It is probably wrong to look on The Death of Tintagiles as, principally, a picture of physical anguish. That would be dramatic, and therefore, in Maeterlinck's idea at the time he wrote the play, vulgar. The play is rather based, like The Sightless, on the sensations of fear we have when we awaken from the poisoned apathy, which is the safeguard of the peace of mind of most people, in the stifling air of the Valley of the Shadow of Death. (The Queen's Tower overshadows all the rest of the castle.) Everything is plunged in darkness here.... Only the Queen's Tower is lit.... We know, but we do not understand....

TINTAGILES: What do you know, sister Ygraine?
YGRAINE: Very little, my child.... My sister and I, since we were born, have trailed our existence here without daring to understand anything of all that happens.... I have lived for a very long time like a blind woman in this island; and everything seemed natural to me.... I saw no other events here except a bird that was flying, a leaf that was trembling, a rose that was opening.... Such a silence reigned here that a ripe fruit falling in the park called faces to the windows.... And nobody seemed to have any suspicions ... but one night I found out that there must be something else.... I wanted to run away and I couldn't....

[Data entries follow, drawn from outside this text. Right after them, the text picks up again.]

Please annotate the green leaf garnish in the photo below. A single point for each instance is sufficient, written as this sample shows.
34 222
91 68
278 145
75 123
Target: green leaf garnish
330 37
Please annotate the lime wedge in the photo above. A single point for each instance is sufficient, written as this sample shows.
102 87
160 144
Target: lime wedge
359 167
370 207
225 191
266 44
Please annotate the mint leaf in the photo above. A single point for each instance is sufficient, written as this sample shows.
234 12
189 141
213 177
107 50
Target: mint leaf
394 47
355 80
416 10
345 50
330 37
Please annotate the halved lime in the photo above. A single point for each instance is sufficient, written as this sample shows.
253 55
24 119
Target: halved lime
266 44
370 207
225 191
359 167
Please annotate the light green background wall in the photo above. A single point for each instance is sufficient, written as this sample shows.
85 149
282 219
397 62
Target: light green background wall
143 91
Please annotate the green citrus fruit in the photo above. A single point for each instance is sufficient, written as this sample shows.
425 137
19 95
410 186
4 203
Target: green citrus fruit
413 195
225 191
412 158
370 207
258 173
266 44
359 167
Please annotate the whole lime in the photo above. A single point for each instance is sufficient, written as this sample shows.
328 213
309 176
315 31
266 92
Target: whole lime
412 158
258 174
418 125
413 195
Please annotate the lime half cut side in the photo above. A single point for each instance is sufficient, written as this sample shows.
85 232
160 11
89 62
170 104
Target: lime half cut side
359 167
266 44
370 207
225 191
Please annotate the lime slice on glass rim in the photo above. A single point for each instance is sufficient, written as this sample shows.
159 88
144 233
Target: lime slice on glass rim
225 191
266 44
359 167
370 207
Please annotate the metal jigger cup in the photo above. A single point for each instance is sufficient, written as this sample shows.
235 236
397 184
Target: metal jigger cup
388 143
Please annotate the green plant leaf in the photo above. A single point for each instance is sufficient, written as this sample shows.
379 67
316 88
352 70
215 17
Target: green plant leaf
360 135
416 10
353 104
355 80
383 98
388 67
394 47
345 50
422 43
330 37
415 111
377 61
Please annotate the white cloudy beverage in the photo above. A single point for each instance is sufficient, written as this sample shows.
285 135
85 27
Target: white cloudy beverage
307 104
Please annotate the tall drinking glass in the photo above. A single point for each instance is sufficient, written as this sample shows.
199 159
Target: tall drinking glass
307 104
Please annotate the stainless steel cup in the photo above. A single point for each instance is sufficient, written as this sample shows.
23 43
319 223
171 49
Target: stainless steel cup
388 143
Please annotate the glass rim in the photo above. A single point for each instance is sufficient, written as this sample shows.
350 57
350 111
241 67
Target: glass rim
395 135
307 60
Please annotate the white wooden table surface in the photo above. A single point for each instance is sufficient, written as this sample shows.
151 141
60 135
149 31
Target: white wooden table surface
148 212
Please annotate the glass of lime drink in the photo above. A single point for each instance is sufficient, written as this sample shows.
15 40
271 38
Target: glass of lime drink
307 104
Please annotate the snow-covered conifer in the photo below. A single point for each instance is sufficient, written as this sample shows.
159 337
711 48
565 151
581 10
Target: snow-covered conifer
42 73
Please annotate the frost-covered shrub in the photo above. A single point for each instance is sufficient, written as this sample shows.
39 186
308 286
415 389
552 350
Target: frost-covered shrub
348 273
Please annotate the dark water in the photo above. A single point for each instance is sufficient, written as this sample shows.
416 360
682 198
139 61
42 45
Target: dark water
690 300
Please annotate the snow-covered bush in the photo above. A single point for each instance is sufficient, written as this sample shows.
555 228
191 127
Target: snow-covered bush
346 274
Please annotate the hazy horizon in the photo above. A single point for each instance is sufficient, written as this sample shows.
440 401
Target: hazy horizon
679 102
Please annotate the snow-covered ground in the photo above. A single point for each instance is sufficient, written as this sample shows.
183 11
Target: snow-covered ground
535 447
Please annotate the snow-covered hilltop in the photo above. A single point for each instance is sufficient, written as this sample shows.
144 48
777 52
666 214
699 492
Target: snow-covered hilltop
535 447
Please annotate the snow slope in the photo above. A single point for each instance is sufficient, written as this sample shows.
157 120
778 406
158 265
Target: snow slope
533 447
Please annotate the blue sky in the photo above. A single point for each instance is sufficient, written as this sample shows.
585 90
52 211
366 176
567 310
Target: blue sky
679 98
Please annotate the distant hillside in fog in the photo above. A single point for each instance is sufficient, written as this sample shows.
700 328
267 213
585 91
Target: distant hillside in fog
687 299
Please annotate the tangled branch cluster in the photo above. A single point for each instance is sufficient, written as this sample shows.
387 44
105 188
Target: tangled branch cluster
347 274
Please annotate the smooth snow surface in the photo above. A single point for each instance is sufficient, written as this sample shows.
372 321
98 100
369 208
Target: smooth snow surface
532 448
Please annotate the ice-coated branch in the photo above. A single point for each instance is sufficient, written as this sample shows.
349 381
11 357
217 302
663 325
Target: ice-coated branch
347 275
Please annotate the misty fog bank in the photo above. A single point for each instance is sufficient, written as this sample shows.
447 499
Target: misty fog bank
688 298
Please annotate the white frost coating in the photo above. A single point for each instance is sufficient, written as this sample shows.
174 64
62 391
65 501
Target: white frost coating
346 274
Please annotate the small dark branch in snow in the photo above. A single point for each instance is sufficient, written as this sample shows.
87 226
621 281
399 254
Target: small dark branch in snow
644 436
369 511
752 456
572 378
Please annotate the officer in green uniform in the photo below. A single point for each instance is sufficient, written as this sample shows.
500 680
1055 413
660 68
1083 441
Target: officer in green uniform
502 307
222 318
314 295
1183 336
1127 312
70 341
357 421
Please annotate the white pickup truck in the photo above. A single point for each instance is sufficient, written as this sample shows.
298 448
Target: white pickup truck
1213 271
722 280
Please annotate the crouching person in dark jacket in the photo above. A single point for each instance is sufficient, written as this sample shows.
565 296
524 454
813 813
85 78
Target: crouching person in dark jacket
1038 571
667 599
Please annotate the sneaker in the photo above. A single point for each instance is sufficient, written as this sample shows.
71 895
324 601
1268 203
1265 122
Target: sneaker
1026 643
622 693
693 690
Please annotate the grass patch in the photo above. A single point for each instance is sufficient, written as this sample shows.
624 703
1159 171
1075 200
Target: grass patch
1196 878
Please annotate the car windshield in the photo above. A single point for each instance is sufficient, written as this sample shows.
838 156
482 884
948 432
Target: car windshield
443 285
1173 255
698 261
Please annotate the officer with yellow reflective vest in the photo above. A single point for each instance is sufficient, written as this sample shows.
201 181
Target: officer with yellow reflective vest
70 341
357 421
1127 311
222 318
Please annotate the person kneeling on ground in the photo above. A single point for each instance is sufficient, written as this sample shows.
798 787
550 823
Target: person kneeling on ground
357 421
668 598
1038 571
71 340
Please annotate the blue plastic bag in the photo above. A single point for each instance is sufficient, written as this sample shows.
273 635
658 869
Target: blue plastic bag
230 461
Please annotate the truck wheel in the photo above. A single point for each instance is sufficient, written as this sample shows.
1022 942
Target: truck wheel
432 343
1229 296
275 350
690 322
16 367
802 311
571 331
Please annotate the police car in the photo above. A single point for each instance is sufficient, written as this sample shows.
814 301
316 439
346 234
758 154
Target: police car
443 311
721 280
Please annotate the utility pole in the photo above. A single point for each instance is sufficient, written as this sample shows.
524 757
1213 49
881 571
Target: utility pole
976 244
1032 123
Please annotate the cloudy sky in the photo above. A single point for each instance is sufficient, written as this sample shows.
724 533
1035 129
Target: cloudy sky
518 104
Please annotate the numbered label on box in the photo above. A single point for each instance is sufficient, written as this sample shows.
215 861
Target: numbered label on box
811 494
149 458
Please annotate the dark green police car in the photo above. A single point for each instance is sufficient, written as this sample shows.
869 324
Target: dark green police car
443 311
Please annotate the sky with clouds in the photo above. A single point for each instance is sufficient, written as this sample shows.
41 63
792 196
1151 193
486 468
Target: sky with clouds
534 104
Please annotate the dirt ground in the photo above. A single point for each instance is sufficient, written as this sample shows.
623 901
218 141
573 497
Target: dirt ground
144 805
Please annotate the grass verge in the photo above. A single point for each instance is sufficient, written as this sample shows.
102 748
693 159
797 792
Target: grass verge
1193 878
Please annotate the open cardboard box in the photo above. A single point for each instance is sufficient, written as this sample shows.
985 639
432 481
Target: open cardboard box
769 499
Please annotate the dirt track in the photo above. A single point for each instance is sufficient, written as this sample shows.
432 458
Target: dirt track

We cannot flee from our exile; and "we have got to live while we wait for the unexpected," as Aglovale says.


[1] Ablamore was not really wise, according to the theories propounded in Wisdom and Destiny. A wise man is one who knows himself; but he is not wise if he does not know himself in the future as well as in the present and in the past. He knows a part of his future because he is himself already a part of this future; and, since the events which will happen to him will become assimilated to his own nature, he knows what these events will become (Chapter VIII).

[2] Cf. in Strindberg's Legends, "The soul's irradiation and dilatability": "The secret of a great actor lies in his inborn capacity to let his soul ray out, and thereby enter into touch with his audience. In great moments there is actually a radiance round a speaker who is full of soul, and his face irradiates a light which is visible even to those who do not believe." The idea is more or less of a commonplace.